It can be solved for attenuation, α_k(ω) and phase velocity, c_ph(ω) by solving first for the complex wave number:

$k=k^{\prime }+\mathrm{i}{k}^{″}=\frac{\omega }{c_{ph}\left(\omega \right)}-\mathrm{i}{\alpha }_k\left(\omega \right).(12)$

The asymptotes of the attenuation and phase velocities are also given in Table 1. Note that this model has three distinct frequency regions, defined by the two time constants. The low frequency region is for ωτ_σ ≪ 1 and ωτ_ϵ ≪ 1, the high-frequency region is when both ωτ_σ ≫ 1 and ωτ_ϵ ≫ 1, and the mid-frequency region is between the two time constants.

It is common in realistic media that the two time constants are almost the same, τ_σ ≲ τ_ϵ. In that case the medium frequency region vanishes and the attenuation follows the relaxation response of Eq. 2.

The Kelvin-Voigt model of Figure 1A can be found by setting τ_σ = 0 and this will result in a singularity in the relaxation modulus, as well as removal of the high-frequency region of the Zener model. Thus, there will only be two frequency regions for the asymptotes, [17]. Finally, in the diffusion model of Figure 1B, the spring is also removed, E_e = 0. The results for both these models are also given in Table 1.

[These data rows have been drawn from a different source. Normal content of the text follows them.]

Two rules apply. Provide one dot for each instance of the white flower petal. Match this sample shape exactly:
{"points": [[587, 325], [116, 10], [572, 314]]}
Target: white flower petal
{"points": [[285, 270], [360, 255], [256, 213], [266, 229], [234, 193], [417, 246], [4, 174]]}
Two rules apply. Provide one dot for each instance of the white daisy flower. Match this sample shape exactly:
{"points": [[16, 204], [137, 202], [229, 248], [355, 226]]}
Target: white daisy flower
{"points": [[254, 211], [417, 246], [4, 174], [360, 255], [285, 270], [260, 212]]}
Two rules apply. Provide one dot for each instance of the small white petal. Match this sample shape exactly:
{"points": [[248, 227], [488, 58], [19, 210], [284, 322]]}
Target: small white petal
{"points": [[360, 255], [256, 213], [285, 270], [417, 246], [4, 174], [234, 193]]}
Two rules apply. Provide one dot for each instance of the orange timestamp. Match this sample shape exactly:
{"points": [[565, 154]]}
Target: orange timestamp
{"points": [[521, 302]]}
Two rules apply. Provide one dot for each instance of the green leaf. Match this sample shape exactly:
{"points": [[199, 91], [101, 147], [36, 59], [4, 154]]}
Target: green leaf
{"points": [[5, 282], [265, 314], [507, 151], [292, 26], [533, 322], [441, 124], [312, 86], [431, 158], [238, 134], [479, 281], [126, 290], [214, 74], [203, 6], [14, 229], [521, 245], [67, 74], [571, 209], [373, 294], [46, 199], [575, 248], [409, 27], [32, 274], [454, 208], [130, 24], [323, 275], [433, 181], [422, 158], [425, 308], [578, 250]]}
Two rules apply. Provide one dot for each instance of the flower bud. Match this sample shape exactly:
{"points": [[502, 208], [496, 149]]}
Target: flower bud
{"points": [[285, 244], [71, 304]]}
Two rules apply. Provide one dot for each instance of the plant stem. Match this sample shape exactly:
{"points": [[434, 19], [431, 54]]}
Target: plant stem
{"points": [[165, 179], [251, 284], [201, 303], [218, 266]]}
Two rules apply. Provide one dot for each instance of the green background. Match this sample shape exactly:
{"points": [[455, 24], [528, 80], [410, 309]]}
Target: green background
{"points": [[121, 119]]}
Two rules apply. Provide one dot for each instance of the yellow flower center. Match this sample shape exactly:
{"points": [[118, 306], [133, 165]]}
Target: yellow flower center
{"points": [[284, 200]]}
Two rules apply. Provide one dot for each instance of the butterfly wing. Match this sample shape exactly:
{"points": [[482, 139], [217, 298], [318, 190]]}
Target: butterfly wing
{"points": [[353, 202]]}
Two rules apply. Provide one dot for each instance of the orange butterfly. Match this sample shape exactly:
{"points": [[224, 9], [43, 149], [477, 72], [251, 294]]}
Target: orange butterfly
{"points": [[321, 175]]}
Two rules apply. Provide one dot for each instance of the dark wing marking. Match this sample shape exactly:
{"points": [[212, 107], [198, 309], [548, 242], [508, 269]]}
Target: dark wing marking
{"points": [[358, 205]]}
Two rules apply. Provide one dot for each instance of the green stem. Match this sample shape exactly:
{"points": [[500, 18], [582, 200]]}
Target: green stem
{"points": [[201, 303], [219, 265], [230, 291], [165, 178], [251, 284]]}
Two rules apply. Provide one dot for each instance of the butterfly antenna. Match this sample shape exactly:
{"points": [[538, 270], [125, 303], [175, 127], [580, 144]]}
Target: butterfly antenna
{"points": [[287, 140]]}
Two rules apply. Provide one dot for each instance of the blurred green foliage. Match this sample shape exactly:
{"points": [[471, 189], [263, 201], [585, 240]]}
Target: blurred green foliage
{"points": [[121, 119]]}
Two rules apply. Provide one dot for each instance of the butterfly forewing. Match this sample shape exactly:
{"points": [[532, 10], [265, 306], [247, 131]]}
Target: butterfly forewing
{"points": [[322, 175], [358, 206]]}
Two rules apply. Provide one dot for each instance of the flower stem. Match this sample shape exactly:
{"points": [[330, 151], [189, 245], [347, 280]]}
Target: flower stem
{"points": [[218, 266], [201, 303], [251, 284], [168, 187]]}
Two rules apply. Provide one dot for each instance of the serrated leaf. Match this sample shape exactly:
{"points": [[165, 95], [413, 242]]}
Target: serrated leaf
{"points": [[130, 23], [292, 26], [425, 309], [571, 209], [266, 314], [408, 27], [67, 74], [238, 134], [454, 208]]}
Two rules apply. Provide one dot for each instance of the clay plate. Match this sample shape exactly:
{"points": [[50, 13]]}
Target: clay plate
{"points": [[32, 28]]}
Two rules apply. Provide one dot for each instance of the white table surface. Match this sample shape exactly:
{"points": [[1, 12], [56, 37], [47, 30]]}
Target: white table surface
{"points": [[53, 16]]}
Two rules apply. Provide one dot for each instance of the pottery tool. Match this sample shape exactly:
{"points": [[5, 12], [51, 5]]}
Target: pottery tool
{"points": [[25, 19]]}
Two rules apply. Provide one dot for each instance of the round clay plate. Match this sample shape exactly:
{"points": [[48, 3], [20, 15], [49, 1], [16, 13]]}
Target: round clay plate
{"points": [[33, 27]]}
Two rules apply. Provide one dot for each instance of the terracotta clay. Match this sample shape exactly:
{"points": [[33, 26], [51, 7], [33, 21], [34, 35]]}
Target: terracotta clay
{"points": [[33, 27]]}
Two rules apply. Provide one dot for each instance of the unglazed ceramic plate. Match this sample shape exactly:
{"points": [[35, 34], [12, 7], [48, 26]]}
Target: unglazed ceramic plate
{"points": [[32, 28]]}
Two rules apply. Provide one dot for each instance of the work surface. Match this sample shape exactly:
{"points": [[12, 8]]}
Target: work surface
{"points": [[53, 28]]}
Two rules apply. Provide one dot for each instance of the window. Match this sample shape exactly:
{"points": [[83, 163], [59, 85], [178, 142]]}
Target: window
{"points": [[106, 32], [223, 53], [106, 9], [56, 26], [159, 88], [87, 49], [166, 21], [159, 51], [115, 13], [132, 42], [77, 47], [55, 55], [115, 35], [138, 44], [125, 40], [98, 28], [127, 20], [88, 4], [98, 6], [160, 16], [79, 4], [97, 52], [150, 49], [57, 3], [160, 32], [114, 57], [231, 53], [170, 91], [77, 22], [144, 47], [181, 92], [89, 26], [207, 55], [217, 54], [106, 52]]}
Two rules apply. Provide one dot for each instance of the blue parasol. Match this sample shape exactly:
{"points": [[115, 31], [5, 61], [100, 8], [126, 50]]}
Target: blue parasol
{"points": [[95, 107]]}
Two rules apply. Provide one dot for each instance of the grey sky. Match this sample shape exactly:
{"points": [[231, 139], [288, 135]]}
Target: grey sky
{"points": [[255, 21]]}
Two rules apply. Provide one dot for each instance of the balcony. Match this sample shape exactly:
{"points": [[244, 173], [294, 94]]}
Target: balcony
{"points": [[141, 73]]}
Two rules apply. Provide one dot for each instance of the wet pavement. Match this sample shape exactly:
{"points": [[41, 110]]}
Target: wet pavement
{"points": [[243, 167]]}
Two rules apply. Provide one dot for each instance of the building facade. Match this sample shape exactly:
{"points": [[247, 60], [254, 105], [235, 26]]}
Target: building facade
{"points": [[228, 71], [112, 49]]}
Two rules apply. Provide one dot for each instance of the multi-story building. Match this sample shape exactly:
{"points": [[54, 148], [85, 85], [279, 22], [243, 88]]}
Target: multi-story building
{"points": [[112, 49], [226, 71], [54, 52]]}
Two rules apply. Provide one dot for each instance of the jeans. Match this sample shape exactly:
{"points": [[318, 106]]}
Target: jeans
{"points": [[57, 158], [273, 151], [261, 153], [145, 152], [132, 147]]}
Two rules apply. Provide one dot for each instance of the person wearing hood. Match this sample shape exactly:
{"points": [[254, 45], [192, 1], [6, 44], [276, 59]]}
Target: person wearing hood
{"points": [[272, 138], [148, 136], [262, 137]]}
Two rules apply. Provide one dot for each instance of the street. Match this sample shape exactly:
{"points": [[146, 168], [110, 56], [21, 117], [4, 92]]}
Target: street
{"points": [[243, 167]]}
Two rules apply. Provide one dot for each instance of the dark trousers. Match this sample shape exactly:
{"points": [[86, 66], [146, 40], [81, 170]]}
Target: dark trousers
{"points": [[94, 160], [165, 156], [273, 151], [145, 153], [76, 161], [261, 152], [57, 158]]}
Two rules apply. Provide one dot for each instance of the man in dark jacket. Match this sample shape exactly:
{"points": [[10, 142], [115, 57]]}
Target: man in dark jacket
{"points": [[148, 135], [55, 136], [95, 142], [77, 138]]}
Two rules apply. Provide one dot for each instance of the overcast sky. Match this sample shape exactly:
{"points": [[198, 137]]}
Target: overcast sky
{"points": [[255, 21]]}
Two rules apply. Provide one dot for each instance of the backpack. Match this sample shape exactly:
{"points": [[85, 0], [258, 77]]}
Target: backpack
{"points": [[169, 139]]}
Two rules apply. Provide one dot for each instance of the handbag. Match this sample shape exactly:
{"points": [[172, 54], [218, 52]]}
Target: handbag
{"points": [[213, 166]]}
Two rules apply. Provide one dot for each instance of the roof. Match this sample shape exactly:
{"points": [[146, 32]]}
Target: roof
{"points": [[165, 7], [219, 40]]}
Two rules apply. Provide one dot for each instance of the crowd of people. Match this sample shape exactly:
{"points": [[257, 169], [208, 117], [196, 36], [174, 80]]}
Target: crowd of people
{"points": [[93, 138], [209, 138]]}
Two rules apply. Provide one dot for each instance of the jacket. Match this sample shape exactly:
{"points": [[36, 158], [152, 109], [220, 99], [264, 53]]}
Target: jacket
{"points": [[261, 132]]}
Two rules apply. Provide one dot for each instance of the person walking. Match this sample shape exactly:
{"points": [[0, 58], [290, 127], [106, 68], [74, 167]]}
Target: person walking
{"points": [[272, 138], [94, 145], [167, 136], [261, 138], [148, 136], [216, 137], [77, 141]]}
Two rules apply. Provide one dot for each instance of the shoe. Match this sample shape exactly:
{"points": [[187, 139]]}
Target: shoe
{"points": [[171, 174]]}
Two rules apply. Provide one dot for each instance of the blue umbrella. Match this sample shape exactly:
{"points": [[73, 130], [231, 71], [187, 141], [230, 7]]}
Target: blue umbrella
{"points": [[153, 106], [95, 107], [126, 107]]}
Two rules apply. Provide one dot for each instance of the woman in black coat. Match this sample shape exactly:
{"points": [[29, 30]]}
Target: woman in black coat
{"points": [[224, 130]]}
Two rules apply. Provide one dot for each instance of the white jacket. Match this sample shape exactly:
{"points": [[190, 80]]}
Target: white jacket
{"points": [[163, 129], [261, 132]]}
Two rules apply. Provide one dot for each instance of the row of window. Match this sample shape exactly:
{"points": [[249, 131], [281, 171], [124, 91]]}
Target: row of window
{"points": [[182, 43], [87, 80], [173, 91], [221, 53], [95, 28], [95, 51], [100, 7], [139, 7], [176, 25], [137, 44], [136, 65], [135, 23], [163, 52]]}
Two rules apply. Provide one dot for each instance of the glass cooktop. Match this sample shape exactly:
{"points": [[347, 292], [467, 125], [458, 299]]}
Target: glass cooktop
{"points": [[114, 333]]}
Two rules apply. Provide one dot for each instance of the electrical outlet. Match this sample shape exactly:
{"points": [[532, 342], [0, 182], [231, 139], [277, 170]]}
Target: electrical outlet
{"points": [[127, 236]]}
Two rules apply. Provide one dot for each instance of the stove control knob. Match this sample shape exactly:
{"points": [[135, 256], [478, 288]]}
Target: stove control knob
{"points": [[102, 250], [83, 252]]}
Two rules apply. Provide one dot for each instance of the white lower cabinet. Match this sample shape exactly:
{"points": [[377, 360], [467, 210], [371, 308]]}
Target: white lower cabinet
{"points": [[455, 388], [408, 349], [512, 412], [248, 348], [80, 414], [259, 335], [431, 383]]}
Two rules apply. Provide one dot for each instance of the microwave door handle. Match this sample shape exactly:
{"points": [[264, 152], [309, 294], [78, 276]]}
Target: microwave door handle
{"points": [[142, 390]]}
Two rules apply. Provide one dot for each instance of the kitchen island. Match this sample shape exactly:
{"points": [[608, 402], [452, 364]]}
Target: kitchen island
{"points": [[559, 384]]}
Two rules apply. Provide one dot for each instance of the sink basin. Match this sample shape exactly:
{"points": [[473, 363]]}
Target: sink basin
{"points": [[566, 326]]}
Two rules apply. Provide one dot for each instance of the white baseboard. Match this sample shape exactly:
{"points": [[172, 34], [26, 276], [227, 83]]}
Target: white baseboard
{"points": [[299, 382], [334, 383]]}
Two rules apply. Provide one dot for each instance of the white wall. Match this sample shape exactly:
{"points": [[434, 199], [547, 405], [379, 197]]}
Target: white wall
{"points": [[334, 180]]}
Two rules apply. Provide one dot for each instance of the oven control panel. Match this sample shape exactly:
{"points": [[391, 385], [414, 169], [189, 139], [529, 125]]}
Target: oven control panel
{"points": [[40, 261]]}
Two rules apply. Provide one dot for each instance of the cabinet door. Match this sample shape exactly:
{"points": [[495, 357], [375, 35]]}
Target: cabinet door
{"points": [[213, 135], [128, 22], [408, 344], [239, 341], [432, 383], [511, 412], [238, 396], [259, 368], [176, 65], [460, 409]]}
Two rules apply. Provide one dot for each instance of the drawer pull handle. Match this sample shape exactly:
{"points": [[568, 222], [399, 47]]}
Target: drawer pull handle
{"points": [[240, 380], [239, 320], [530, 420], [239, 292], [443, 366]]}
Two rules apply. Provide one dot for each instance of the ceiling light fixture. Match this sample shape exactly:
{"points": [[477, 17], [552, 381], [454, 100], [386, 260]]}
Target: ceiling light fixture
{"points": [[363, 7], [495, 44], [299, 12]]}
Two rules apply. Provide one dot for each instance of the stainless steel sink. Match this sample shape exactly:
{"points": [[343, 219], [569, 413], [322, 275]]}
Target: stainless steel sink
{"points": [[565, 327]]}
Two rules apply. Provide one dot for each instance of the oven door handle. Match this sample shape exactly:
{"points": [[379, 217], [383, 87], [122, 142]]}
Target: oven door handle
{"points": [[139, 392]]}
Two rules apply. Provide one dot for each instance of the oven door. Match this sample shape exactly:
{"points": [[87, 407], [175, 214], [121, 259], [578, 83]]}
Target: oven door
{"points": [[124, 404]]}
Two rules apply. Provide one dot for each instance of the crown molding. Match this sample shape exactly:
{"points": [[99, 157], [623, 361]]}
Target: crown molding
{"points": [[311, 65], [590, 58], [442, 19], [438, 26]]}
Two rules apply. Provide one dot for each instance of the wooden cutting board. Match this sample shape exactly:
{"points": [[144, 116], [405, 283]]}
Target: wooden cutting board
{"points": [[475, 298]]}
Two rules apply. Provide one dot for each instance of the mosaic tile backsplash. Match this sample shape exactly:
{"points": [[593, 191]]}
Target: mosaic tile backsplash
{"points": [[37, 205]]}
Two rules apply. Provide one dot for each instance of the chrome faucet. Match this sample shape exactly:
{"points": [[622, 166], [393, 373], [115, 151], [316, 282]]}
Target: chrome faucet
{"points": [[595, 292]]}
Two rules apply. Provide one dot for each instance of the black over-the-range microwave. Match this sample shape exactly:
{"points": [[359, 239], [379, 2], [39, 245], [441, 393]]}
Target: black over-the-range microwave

2.1.1 Singularity in the relaxation modulus

Two of the standard models, the Kelvin-Voigt model and the diffusion model, both have an impulse in the relaxation modulus, and thus a singularity. The same is the case for their fractional versions. Whenever there is such a singularity in the relaxation modulus, it is evident from Table 1 that the asymptotic phase velocity will also approach infinity. This is the reason why in the linear viscoelasticity literature it is said that the Kelvin-Voigt model “cannot represent viscoelastic behavior adequately” and that it is “physically unrealistic” Tschoegl [15, Sections 3.3, 3.4]. This may be too harsh a judgement as the Kelvin-Voigt model, which is also called the viscous model, is important in many applications and is also the basis for the Navier-Stokes description of a viscous medium. The Zener model’s relaxation modulus is well-behaved and the phase velocity is limited in value.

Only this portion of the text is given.